DISA increasing its role in the cyber fight
Agency officials describe the advantages of software-defined networks and their role in "hunting" the enemy.
The Defense Information Systems Agency is continuing to play an increasingly important role in the U.S. fight in cyberspace.
“Our marriage to Cyber Command is beginning to expand,” Tony Montemarano, executive deputy director of DISA, told an audience at a Tuesday breakfast hosted by AFCEA’s DC chapter. “We have the Joint Force Headquarters with us and I will tell…their role is expanding,” he said, referring to DISA’s Joint Force Headquarters-Department of Defense Information Networks, or JFHQ-DODIN, which reached initial operational capacity in January of 2015. The headquarters is described as Cyber Command’s operational arm responsible for directing global DODIN operations.
“Where DISA is responsible for the infrastructure we’ve deployed, the Joint Force Headquarters is responsible for every other infrastructure that’s either connected to the DISA infrastructure or beyond – the DODIN as a whole…That’s what it’s focused on,” Montemarano said. “And our expanded role quite frankly is from a resourcing perspective.”
“We’re in the fight everyday – the threat is real,” John Hickey, DISA’s cyber security authorizing official, at the event. “What we’re focused on is, what is that current threat, what is that threat going to evolve to so when they talk to the SDN [software defined network]? I’m interested in SDN from the ability to move around what I call the information battlefield to execute and stay ahead of the enemy and put up systems and take them down and move them and – just like you would on a modern battlefield.”

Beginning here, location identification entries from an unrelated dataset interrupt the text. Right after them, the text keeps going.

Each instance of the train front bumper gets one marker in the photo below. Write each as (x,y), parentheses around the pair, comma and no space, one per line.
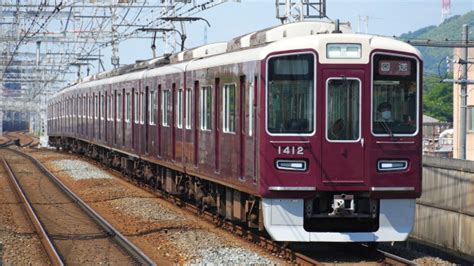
(284,221)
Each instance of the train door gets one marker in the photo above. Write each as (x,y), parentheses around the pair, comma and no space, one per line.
(343,142)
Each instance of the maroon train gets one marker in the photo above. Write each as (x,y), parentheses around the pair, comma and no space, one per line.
(307,134)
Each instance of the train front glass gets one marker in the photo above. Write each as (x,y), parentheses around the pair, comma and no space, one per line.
(394,103)
(291,94)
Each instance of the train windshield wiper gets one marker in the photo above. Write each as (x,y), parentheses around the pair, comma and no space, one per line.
(386,127)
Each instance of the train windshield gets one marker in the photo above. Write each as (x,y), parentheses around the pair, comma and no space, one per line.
(394,103)
(290,94)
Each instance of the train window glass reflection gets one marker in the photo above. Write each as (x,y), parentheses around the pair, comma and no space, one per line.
(165,108)
(152,107)
(189,106)
(128,107)
(206,107)
(250,103)
(142,108)
(136,108)
(119,106)
(179,109)
(395,94)
(290,95)
(96,107)
(102,107)
(470,118)
(228,108)
(343,110)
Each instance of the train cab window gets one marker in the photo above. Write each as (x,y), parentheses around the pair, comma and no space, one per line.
(179,109)
(128,107)
(395,95)
(166,107)
(118,103)
(206,107)
(290,94)
(343,109)
(152,107)
(189,106)
(228,108)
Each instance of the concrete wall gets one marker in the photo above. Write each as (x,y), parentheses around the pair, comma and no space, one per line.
(445,211)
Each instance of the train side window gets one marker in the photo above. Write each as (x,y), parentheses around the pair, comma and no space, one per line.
(128,107)
(119,106)
(228,108)
(250,103)
(142,108)
(189,106)
(96,107)
(136,108)
(102,107)
(206,107)
(152,107)
(165,107)
(179,109)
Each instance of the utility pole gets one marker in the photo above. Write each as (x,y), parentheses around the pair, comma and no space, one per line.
(462,117)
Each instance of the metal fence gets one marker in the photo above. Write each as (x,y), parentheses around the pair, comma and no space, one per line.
(445,211)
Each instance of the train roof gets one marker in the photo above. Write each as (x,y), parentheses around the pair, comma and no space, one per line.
(253,46)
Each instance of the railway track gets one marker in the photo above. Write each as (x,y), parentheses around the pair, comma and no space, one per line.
(282,250)
(19,138)
(70,231)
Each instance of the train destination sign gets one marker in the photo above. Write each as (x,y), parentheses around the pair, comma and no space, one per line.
(395,67)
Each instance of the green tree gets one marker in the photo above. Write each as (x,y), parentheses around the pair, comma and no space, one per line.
(438,98)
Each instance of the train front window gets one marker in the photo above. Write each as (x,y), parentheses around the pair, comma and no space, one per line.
(290,94)
(394,103)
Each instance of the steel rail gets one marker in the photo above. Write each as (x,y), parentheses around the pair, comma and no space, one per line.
(392,259)
(45,240)
(124,243)
(245,233)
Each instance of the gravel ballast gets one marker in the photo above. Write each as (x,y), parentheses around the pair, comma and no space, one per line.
(79,170)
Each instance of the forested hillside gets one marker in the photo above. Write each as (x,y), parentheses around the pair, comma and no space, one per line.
(438,96)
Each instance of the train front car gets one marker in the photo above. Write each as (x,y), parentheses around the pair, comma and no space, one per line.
(340,138)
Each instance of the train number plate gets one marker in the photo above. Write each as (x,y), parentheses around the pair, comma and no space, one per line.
(291,150)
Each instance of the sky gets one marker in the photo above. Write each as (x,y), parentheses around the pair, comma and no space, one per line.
(231,19)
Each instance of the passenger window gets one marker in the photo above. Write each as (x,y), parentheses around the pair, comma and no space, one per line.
(102,107)
(152,107)
(206,107)
(250,105)
(128,104)
(142,108)
(165,108)
(136,108)
(228,108)
(118,103)
(96,107)
(189,106)
(343,108)
(179,109)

A software-defined network can present adversaries with a moving target, something Lt. Gen. Alan Lynn, DISA’s director and the commander of JFHQ-DODIN, has previously said he’d like to achieve. “Imagine networks that would spin up, drop, spin up and drop, and now you’re an adversary trying to get into a network that just dropped,” he said during an event in November. It’s hard to launch persistent attacks on a “software defined network that’s changing all the time… So I want to get to that point where we’re developing something that’s really hard to attack.”
Hickey also described at Tuesday’s breakfast how cyber protection teams are beginning to hunt the enemy in cyberspace. “The biggest change both in DOD and the commercial world … is we’re going out and hunting for the enemy on a daily basis. So we have teams that are looking at that – cyber protection teams,” he said. However, given the security nature of the mission, Hickey declined to elaborate on the “hunt mission.” “So we don’t really talk about where we’re hunting, obviously, we don’t even tell the people on the inside where we’re necessarily hunting things and we’re certainly not going to tell the folks on the outside, right?” he told Defense Systems following the panel discussion.
The Army recently, through an innovative acquisition approach, awarded next-generation prototype kits to support its Cyber Protection Teams. The Army said the kits will be used to inform specifications prior to fielding decisions and broader procurement.
Despite this seemingly aggressive posture, Montemarano said DISA is not in the business of offensive cyber. “We are strictly operations and defense,” he said.
And in spite of DISA’s growing cyber role, Montemarano said a shrinking budget was hindrance. “The budget is getting worse and worse…We in the IT community are competing with jet planes, carriers and tanks and we have to come to grips with that.”